Behold! NASAs James Webb Space Telescope captures jaw-dropping images of a nearby Satellite galaxy

The James Webb Space Telescope beamed back the latest test pictures of a neighbouring satellite galaxy, and the results are stunning when compared with images taken by NASA's previous infrared observatory, the Spitzer Space Telescope.

Each of the 18 mirror segments on the new telescope is bigger than the single one on Spitzer.

NASA's James Webb Space Telescope is aligned across all four of its science instruments.
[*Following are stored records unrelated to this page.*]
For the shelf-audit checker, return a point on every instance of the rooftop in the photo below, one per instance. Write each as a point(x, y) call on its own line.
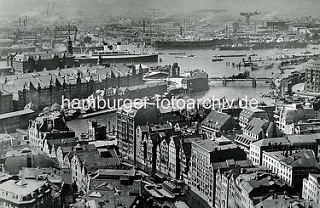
point(21, 187)
point(271, 141)
point(211, 145)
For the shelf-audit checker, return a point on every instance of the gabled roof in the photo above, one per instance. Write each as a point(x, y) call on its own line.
point(216, 119)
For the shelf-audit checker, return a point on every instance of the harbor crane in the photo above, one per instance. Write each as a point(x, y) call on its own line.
point(154, 11)
point(247, 15)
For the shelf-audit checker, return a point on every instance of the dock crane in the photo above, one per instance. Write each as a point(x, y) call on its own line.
point(154, 11)
point(247, 15)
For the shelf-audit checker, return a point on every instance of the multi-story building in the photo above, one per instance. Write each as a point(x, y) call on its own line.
point(247, 114)
point(312, 79)
point(45, 88)
point(22, 156)
point(174, 157)
point(129, 117)
point(267, 144)
point(293, 142)
point(85, 160)
point(249, 189)
point(311, 188)
point(291, 168)
point(26, 193)
point(225, 190)
point(38, 61)
point(255, 130)
point(288, 116)
point(185, 154)
point(216, 123)
point(6, 101)
point(48, 127)
point(11, 121)
point(205, 158)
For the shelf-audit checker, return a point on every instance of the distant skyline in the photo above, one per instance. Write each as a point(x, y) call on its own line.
point(287, 8)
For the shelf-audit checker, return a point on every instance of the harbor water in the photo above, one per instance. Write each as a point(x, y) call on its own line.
point(202, 59)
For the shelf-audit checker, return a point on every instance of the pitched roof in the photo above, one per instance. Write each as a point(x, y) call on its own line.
point(216, 119)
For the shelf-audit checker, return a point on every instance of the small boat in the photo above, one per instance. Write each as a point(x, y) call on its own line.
point(254, 67)
point(217, 59)
point(151, 189)
point(176, 53)
point(165, 192)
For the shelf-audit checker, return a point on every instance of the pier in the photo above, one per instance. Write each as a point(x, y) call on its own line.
point(254, 81)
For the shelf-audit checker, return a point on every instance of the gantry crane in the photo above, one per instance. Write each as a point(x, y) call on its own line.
point(247, 15)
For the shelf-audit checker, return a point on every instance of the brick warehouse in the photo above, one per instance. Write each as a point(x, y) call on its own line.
point(44, 88)
point(38, 61)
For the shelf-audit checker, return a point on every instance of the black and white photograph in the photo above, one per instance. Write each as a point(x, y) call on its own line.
point(159, 103)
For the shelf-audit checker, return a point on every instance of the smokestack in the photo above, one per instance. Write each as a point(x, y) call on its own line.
point(144, 25)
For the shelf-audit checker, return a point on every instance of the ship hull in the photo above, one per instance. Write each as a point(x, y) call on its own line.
point(280, 45)
point(234, 48)
point(192, 44)
point(118, 59)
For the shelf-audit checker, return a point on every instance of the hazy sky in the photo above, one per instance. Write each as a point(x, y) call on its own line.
point(274, 7)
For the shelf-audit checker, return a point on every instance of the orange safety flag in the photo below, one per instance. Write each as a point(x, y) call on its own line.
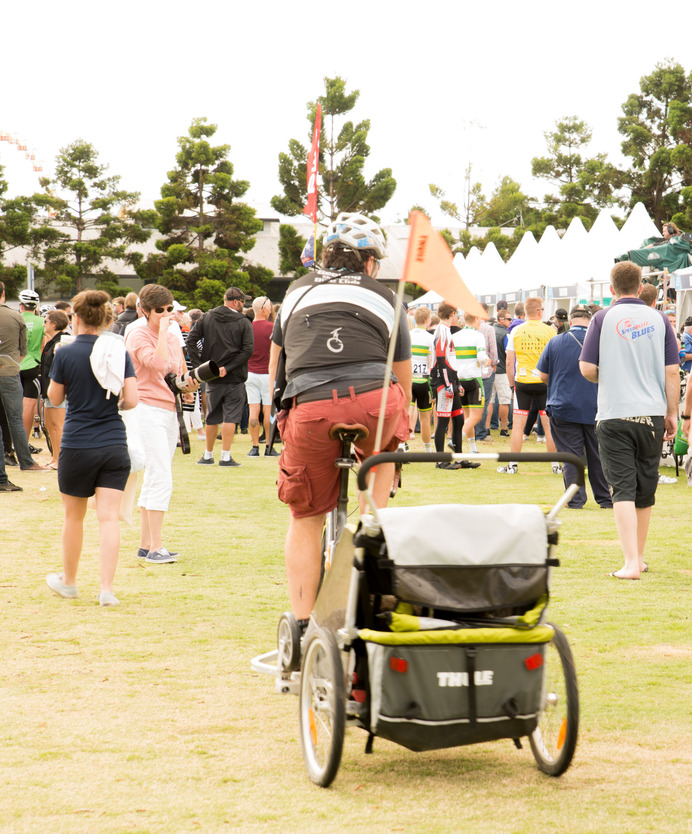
point(429, 264)
point(313, 167)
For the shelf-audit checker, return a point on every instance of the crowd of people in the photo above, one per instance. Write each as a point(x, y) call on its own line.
point(591, 385)
point(102, 378)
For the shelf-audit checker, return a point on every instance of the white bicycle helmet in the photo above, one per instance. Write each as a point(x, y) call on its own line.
point(29, 298)
point(358, 232)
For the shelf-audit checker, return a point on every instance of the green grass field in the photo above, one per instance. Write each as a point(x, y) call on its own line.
point(148, 718)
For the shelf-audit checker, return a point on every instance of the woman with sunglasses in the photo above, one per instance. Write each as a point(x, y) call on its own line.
point(155, 352)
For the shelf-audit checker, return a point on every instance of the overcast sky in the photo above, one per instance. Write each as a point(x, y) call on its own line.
point(444, 85)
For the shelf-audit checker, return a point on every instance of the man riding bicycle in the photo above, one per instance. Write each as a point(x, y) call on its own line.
point(334, 328)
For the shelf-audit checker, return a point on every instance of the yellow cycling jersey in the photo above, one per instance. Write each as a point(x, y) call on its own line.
point(527, 341)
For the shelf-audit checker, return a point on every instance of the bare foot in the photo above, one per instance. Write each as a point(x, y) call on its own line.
point(621, 574)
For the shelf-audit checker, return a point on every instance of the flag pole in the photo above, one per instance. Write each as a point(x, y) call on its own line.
point(385, 390)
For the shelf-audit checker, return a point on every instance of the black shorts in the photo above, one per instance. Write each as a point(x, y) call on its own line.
point(630, 453)
point(525, 395)
point(473, 393)
point(225, 402)
point(28, 379)
point(421, 395)
point(81, 471)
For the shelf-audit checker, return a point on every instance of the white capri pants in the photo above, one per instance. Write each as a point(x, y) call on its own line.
point(159, 432)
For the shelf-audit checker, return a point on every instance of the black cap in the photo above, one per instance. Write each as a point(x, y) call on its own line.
point(236, 294)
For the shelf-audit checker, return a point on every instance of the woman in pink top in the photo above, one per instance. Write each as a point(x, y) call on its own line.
point(155, 352)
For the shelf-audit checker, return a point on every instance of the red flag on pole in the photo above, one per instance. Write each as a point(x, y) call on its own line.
point(429, 264)
point(313, 166)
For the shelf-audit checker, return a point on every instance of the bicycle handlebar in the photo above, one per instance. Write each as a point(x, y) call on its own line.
point(449, 457)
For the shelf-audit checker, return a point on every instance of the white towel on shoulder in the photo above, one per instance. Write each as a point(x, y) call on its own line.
point(108, 362)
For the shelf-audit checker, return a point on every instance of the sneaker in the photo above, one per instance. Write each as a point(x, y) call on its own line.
point(55, 583)
point(449, 466)
point(161, 557)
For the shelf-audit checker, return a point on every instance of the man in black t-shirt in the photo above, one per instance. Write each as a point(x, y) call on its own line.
point(334, 326)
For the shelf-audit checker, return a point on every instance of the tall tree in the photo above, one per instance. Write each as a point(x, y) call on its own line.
point(657, 126)
point(584, 185)
point(95, 220)
point(20, 230)
point(204, 225)
point(474, 204)
point(343, 153)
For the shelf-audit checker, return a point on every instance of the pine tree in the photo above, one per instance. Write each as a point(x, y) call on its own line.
point(204, 225)
point(92, 221)
point(343, 153)
point(657, 126)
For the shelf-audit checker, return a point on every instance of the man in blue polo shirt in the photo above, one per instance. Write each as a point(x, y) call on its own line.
point(571, 407)
point(631, 351)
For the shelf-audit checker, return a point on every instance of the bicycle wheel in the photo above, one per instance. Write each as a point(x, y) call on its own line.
point(322, 708)
point(555, 738)
point(288, 641)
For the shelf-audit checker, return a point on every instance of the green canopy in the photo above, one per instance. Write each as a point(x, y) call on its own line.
point(672, 255)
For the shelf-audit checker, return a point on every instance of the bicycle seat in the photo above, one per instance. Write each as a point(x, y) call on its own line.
point(357, 431)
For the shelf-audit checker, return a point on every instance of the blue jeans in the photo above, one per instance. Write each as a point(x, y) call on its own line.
point(13, 400)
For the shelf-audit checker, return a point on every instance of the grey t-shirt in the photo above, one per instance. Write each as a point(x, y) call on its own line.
point(631, 343)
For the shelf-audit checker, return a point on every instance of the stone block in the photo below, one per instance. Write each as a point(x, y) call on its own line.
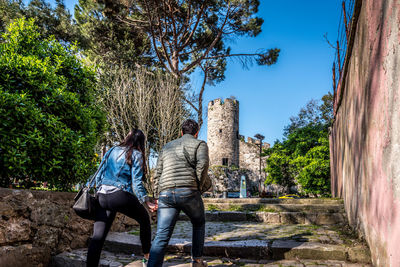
point(231, 216)
point(288, 249)
point(359, 254)
point(310, 218)
point(272, 217)
point(292, 217)
point(47, 236)
point(24, 255)
point(329, 218)
point(15, 230)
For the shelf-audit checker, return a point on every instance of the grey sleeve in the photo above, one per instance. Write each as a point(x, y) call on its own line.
point(157, 174)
Webb's image, taken by its MIRI instrument, features light from "polycyclic aromatic hydrocarbons." These molecules of carbon & hydrogen help us better understand the gas that exists between stars.

Jaw-dropping images of Satellite galaxy

The MIRI test image (at 7.7 microns) shows part of the Large Magellanic Cloud. This small satellite galaxy of the Milky Way provided a dense star field to test Webb's performance.

The retired Spitzer telescope was one of NASA's Great Observatories and the first to provide high-resolution images of the near- and mid-infrared universe. Webb, with its significantly larger primary mirror and improved detectors, will allow us to see the infrared sky with improved clarity, enabling even more discoveries.

Launched last December, the $10 billion Webb is the largest and most powerful astronomical observatory ever sent into space. It will seek light emitted by the first stars and galaxies close to 14 billion years ago, and keep a sharp lookout for possible signs of life.

Scientists are keeping the identity of Webb's first official target a secret.

Positioned 1 million miles (1.6 million kilometers) from Earth, Webb is considered the successor to the aging Hubble Space Telescope.